The Wilson family, lead by patriarch Phil Wilson, is in their eleventh year at the helm of the rodeo. A good share of the jackets worn behind the chutes have National High School Finals Rodeo patches stitched on (as opposed to pro rodeo patches), and that’s exactly the way the Wilsons want it. The Jackson Hole Rodeo is a training ground of all sorts for young cowboys—a place to learn and perform.
Photographer Rebecca Noble was no stranger to shooting rodeo before embarking on this project, which emphasizes how the Jackson Hole Rodeo helps the development of young cowboys and cowgirls. “The kids are there with this crazy dream of ‘I want to ride bulls,’” Noble says. “And the Wilsons do a lot to make that happen.”
The Wilson family ranch sits south of town off Highway 89. Over the past decade it has grown into something of a rodeo school. There’s a bunkhouse available for visiting cowboys to stay at for weeks at a time. There’s a small practice arena and carefully chosen stock to practice on. There’s even a weight room equipped with a mechanical bucking machine.
“WHAT WE DO is a little different than a pro rodeo or even an amateur rodeo,” Wilson says. Two sections of bull riding open and close at each Jackson Hole Rodeo night. The later section is more akin to traditional rodeo, where the cowboys receive their bull through a draw. The first round is like a development round, where the Wilsons often choose a bull to best match the young rider that will climb atop it.
“We lean our livestock toward the learning-type livestock. It’s not the type of livestock you would see at a pro rodeo,” Wilson says. “Our livestock is all oriented toward the rider, not the animal.”
The Jackson Hole Rodeo is almost a relic in the valley, a holdout of the old Western identity that was once at the heart of the area. Wilson estimates 75 to 80 percent of the spectators in his audience each night are at their first rodeo. They don’t know what makes a good ride and what doesn’t, so when the Wilsons line up livestock to match the level of the rider atop it, the transient crowd knows only that it is seeing successful rides, a few misses, and two hours of nonstop rodeo.

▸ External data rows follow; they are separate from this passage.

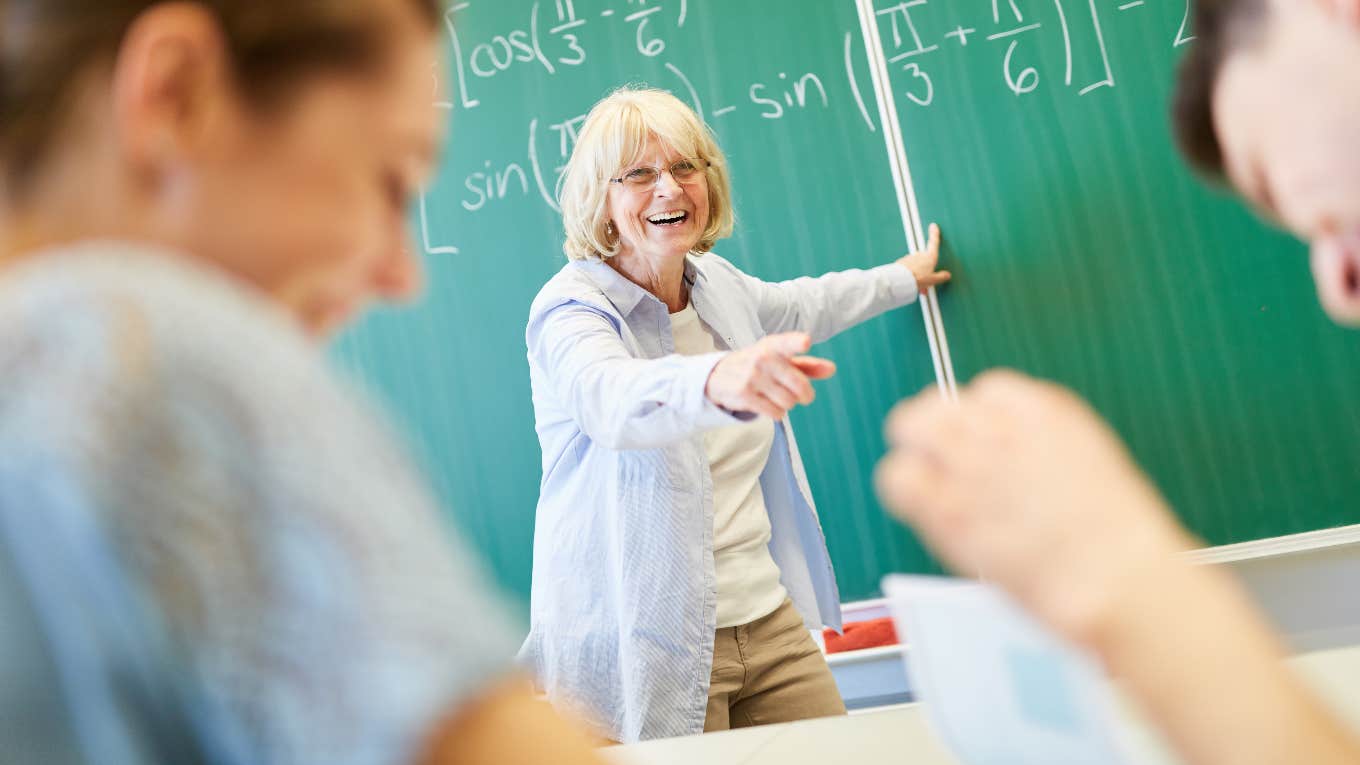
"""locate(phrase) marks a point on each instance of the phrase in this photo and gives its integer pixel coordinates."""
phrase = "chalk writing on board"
(1017, 26)
(550, 37)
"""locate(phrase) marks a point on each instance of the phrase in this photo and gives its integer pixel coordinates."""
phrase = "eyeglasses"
(645, 178)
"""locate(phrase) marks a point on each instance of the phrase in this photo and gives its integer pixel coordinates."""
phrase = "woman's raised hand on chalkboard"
(922, 264)
(1023, 482)
(770, 377)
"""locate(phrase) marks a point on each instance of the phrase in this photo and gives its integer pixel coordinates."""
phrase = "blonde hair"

“The crowd loves it, the kid learns from it,” Wilson says, “and it’s a better experience all in all for our rodeo.” JH
Buskin Wilson, left, gives his nephew Tipton Wilson feedback after his night’s ride. In addition to the array of Buskin Wilson’s duties around the rodeo, he still finds time to get on a bull himself and mentor young bull riders.
Left: Brothers Bodee and Brandon Wilson herd steers back to the stock truck after the conclusion of a Wednesday night Jackson Hole Rodeo at the Teton County Fairgrounds.

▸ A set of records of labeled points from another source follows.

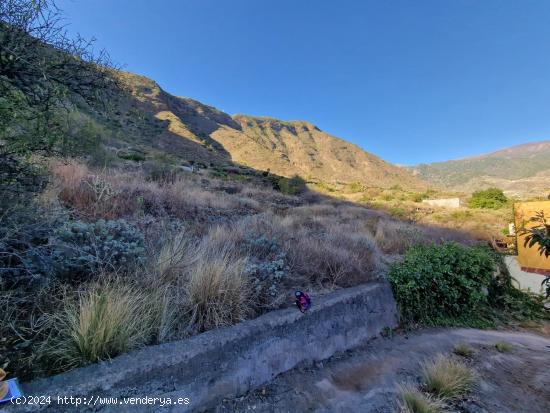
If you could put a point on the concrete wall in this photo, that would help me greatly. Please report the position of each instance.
(230, 361)
(529, 258)
(522, 279)
(447, 203)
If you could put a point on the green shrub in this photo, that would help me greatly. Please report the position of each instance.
(491, 198)
(442, 284)
(25, 253)
(82, 248)
(291, 186)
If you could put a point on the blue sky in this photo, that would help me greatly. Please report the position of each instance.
(411, 81)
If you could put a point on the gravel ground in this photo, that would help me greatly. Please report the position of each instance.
(367, 378)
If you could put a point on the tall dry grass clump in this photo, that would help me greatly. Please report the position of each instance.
(395, 237)
(217, 291)
(107, 319)
(413, 400)
(447, 378)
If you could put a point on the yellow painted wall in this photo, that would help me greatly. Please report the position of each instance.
(523, 211)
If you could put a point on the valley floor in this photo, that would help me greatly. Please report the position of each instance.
(367, 379)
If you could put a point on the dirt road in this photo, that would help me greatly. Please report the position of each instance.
(367, 379)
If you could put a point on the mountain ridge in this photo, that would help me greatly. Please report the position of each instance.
(286, 148)
(520, 169)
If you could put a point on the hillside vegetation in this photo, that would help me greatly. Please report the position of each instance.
(126, 219)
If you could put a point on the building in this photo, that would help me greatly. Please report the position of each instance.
(529, 268)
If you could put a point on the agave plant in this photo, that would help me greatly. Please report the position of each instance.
(539, 235)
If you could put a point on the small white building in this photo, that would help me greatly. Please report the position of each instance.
(446, 202)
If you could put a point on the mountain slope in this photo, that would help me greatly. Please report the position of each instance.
(521, 169)
(285, 148)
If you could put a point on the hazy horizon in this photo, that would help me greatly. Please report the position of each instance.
(412, 82)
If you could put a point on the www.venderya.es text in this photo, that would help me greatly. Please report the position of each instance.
(100, 400)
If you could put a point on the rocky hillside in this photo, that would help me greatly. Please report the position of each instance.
(194, 131)
(521, 170)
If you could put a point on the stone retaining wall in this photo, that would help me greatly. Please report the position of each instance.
(229, 361)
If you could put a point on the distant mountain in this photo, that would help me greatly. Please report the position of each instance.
(194, 131)
(522, 170)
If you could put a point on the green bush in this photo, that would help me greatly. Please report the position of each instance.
(491, 198)
(82, 248)
(291, 186)
(443, 284)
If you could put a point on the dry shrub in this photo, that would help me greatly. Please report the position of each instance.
(447, 378)
(112, 194)
(174, 257)
(107, 319)
(413, 400)
(394, 237)
(337, 257)
(464, 350)
(217, 292)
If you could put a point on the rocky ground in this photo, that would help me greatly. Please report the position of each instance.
(367, 379)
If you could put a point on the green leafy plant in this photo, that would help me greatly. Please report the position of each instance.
(539, 235)
(491, 198)
(83, 248)
(291, 186)
(436, 284)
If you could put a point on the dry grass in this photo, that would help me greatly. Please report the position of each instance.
(108, 319)
(395, 237)
(111, 194)
(217, 292)
(447, 378)
(413, 400)
(464, 350)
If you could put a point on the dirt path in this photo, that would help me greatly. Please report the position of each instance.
(366, 379)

The Wilsons’ official Jackson Hole Rodeo button-ups emblazoned with their first names hanging at the Teton County Fairgrounds.
From left, Jace Warinski, Tucker Wilson, and Tipton Wilson rest after completing the morning’s chores to prepare the Teton County Fairgrounds for the evening’s performance.
Tucker Wilson, left, protects his hat from Jace Warinski, right, as they wrestle in the parking lot of The Virginian Lodge before a Wilson family and friends lunch.
Buskin Wilson’s daughter Dally (in cowboy hat) ropes and barrel races. Here, she chats with friends after competing at a Wednesday night rodeo.